Assuming I have decent vision, that the headlights are 10 metres (accurate for an airliner?) apart and that any other variable that may affect the calculations is average for the north of England (for example, night time temperatures at ground level at this time of year are around 0 degrees Celsius), what are the steps that I need to carry out to calculate how far away a plane is at the moment that I can distinguish two light sources instead of one?
The width between the lights can vary widely between aircraft. Recognition and landing lights can be mounted on the nose gear, main gear, in the nose, wing roots (near the fuselage), wingtips, or just about anywhere else the manufacturer likes. Most airplanes have lights mounted in a combination of these locations.

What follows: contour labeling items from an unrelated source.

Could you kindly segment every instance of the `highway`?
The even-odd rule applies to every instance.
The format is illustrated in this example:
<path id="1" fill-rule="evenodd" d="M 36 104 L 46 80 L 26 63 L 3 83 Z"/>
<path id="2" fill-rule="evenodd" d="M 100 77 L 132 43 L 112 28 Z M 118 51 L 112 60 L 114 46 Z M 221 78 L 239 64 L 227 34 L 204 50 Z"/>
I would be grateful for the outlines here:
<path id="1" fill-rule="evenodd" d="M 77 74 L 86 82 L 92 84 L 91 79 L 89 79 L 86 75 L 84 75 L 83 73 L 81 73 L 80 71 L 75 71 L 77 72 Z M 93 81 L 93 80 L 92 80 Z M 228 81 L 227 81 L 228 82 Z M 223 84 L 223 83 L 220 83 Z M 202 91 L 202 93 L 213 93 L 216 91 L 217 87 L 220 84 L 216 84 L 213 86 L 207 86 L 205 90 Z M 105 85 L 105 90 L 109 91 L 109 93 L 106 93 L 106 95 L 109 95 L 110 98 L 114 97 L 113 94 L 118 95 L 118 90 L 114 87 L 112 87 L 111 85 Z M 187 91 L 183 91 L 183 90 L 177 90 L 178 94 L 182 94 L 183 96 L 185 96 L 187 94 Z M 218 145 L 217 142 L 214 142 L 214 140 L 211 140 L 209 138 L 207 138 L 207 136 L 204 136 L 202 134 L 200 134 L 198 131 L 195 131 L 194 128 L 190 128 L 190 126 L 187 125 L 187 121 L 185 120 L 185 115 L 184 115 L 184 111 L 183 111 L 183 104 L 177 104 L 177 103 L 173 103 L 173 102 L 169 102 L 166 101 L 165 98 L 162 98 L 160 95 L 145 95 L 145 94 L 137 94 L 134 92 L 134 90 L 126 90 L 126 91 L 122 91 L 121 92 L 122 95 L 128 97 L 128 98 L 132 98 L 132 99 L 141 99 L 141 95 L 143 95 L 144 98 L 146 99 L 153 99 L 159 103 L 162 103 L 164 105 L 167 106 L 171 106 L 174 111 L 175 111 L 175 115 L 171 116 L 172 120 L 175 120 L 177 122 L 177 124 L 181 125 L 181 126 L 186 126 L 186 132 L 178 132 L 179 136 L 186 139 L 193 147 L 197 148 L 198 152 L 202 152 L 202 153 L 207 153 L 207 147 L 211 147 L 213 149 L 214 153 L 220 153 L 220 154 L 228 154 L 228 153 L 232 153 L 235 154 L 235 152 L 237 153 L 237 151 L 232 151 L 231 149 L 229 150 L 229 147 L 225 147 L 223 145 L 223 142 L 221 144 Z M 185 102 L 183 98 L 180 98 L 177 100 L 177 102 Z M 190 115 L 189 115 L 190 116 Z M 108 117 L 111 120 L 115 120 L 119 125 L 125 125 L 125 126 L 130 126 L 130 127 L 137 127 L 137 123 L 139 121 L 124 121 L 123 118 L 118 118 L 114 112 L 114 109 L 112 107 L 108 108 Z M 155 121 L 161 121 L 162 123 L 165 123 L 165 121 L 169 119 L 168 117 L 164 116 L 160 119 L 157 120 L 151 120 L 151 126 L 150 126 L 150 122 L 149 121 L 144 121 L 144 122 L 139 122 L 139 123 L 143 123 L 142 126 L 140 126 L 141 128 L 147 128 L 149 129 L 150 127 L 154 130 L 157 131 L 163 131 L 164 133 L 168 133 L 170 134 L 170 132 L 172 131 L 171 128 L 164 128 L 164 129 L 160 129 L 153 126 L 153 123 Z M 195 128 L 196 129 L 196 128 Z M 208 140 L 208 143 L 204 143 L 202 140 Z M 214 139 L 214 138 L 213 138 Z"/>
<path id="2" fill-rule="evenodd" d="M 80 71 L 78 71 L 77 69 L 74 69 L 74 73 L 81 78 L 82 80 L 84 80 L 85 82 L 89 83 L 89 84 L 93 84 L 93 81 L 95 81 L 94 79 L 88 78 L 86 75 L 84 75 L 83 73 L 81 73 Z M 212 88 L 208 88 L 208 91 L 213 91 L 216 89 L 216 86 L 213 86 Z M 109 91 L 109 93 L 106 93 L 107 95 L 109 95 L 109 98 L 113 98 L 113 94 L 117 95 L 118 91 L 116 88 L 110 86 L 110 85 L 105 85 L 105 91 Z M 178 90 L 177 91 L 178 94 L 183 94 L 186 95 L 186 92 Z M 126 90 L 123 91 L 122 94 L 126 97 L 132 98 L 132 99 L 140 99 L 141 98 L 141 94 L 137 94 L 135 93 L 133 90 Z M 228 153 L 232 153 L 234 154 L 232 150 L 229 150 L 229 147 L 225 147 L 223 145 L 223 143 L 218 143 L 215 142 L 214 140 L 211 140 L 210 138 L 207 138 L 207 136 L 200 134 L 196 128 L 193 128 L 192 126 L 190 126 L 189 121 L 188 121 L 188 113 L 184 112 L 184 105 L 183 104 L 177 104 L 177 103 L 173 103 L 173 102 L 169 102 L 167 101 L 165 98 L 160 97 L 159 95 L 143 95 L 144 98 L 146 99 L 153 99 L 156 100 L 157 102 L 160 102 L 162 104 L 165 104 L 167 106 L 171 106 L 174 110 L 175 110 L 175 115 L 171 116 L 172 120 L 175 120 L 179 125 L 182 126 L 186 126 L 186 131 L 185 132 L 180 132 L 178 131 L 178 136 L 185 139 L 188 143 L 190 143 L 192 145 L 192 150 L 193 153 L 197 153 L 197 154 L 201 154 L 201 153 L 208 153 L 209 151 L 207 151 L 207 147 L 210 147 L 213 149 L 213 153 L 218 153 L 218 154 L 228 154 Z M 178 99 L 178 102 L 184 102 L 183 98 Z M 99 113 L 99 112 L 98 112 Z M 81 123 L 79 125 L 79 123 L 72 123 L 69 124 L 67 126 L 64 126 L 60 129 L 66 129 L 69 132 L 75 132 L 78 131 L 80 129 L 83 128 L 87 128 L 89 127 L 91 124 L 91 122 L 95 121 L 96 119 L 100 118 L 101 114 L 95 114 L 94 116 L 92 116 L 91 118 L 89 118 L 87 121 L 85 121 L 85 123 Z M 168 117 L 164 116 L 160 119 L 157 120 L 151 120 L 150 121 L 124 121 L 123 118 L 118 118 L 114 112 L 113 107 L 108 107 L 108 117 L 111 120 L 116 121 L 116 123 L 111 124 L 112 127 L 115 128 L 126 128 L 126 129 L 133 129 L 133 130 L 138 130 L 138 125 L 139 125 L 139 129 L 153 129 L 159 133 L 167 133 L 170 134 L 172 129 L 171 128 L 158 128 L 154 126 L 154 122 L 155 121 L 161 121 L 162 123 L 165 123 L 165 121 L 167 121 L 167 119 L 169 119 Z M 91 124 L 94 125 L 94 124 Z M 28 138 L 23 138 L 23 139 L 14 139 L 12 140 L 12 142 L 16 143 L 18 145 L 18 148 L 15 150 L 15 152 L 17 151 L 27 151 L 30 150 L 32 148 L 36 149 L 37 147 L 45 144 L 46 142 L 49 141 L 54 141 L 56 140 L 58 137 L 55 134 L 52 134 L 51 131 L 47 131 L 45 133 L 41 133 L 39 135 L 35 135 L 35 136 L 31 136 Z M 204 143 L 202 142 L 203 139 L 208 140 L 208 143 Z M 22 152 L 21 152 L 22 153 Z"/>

I was flying a Piper Seminole the other day with recognition lights set in the wingtips, somewhere around 12m apart. I’m not sure of what large aircraft have recogs in the tips, but just to give you some idea, the Airbus A380 (which may or may not have them in the tips) has a wingspan of nearly 80m.
OK, let’s assume that the airport only allows A380’s to land, and that they have their headlights mounted on the wingtips. What are the steps needed to calculate the distance?
20/20 vision is the ability to discern points down to one arc-minute (1/60th of a degree). So if we assume the airplane is headed directly at the observer, we can set up an isosceles triangle with one angle at each wingtip and the last angle at the observer. We’ll use 80m for the short side of the triangle (side A), and 1/60th of a degree for the angle at the observer (angle A). With this information we can solve for the long sides of the triangle with simple math.
Angle A = 0.01667 degrees
Angles B&C=89.99167 degrees (the three angles have to add up to 180)
Side A= 80m
Sides B&C=275,000m
So, somebody with 20/20 vision should be able to discern the two lights as separate at a distance of 275 km. Of course, this doesn’t take into account atmospheric distortion. Temperature gradients, water vapor content, and airborne particulates will all have an effect. I have got to think that these factors will reduce the distance significantly.
Not to mention the fact that most airliners would have not even begun their descent at that distance, so recogs and landing lights would still be off. I have no idea how to calculate the atmospheric distortion.